A Most Sordid David - Reflections on 2 Samuel 11:1-15

by Dr. John Holbert on Monday, July 19, 2021

A Most Sordid David

9th Sunday After Pentecost        July 25, 2021

2 Samuel 11:1-15

            Today we confront both one of the Bible’s most memorable and well-written stories as well as the most sordid tale of a significant biblical character one can conceive. David has ensconced himself as king over a united Israel, has defeated all immediate threats to his throne and nation, has created a huge family with numerous wives and children, and has enjoyed the almost universal acclaim of his people. The ark of the covenant has been placed in a sacred tent in Jerusalem, the new capitol city of the expanding empire, wrested from the formerly resident Jebusites. What could possibly go wrong? The tale describes the beginning of the appalling spiral of David’s descent from adored king to reviled adulterer and murderer, all in the shocking series of events that comprise this single chapter.

            The story is so well known as not to need reiteration, yet the details of the sharply composed narrative arrests our attention each time we read it. The tale is set in the spring of the year, that dry season after the snows and rains of the winter have subsided, leaving flower-bedecked hillsides and delightful warm temperatures, leading to pleasant family outings, but also leading to renewed warfare, unencumbered with frost and mud, allowing free paths for tramping soldiers and rolling chariots. So, David sends Joab, his faithful general, to battle with the Ammonites to the northwest of the land and to besiege their capitol, Raboth-Ammon, a place that has now been the capitol of one country or another for over 4000 years. Ominously, we are told “David remained in Jerusalem” (2 Sam.11:1). Though it was clearly “the time when kings went forth to battle,” the king of Israel this time does not go. Why? No reason is provided. Is he bored? Is he tired of perpetual warfare, since his entire life has consisted of fighting and struggle? Why not take a rest from all that?

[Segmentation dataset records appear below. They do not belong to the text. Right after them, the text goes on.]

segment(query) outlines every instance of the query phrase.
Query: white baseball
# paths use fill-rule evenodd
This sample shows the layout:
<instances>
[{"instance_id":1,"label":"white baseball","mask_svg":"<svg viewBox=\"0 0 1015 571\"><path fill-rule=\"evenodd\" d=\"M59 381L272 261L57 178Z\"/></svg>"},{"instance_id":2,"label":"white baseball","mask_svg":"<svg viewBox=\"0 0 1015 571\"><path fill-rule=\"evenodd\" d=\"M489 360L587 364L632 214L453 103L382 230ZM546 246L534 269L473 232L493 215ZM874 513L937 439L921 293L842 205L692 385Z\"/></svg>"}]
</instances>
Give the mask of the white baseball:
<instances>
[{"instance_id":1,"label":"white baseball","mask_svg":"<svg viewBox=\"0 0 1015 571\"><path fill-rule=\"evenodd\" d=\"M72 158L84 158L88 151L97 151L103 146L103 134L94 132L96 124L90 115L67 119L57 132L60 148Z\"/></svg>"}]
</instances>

            One lazy afternoon, David arises from his couch, after a pleasant afternoon nap, and his eye falls on a fabulous sight. He sees a woman at her bath, stark naked no doubt, and superbly alluring. Without a second thought, David asks a servant who this magnificent creature might be. The answer is definitive: “This is Bathsheba daughter of Eliam, wife of Uriah the Hittite” (2 Sam.11:3). In other words, the woman is well known, a respected daughter and the wife of one of David’s own mercenary warriors, the redoubtable Uriah. Instead of being a bit hesitant to act on the king’s obvious lust, we are told, “David sent messengers to get her, and she came to him, and he slept with her” (2 Sam.11:4). David acts in this shameful way though the woman is “purifying herself from her period” and is thus ritually unavailable to any man, let alone a man not her husband. Despite her period, a time normally safe for a woman, Bathsheba becomes pregnant, and tells the king as soon as she knows the fact (2 Sam.11:5).

            And now David must decide. He has committed adultery—no one can deny that—yet he has many wives who have produced for him many children. What is one more? Why not simply announce the joyous event and get on with the royal life? After all, he is the king! The fact that the king acts as he does, knowing that he has done something dangerous and potentially debilitating to his kingship, reveals that this deed is something especially foul. His clumsy attempts to cover it all over suggests that the whole thing can be forgotten if handled carefully. He sends for Uriah, and the soldier comes at the command of his king. David tries and fails to get Uriah behind the same closed door with his wife, a fact that indicates what the plan is. Uriah refuses to do as David says, because he, unlike his master, is a man of some integrity, not wishing to find pleasure with Bathsheba while his men are fighting and dying in Amman. Finally David feels forced to find a way to have Uriah murdered, a filthy act performed by Joab. Uriah dies, along with any number of innocent Israelite soldiers to cover it up. However, David may think he is gotten off Scott free, but the troublesome prophet Nathan has other ideas.

            What are we to do with David? He is presented here as little less than a Mafioso don, and even at his life’s sad and lonely end, that evil man appears again, demanding that his heir murder an old and helpless enemy (1 Kings 2:8-9). The genius of the authors of Israel is that they made certain that we all knew just what sort of man this great David was. Even though the Chronicler tried to clean all this up, making David out to be merely a singer and director of choirs and worship, and even though the psalms later attempted to make David out to be deeply contrite for his sins (see Ps.51 and its much later superscription), and even though in the New Testament Jesus is presented as David’s heir, the one who will finally bring justice and peace to the earth, ancient Israel refused to avoid the terrible truths about the man. We can know very little about David from history; there is only one contested piece of evidence from a 9th century BCE document that even mentions such a name. But the literary power of his portrayal is for all time. In this way we may never romanticize David, making him into some sort of behavioral model. This David of 2 Samuel is the one we know all too well, the one that sins mightily and never finally cleans up his monstrous act. In that way, perhaps he is more like us than we care to admit. But also perhaps like us, God can make something of him nonetheless.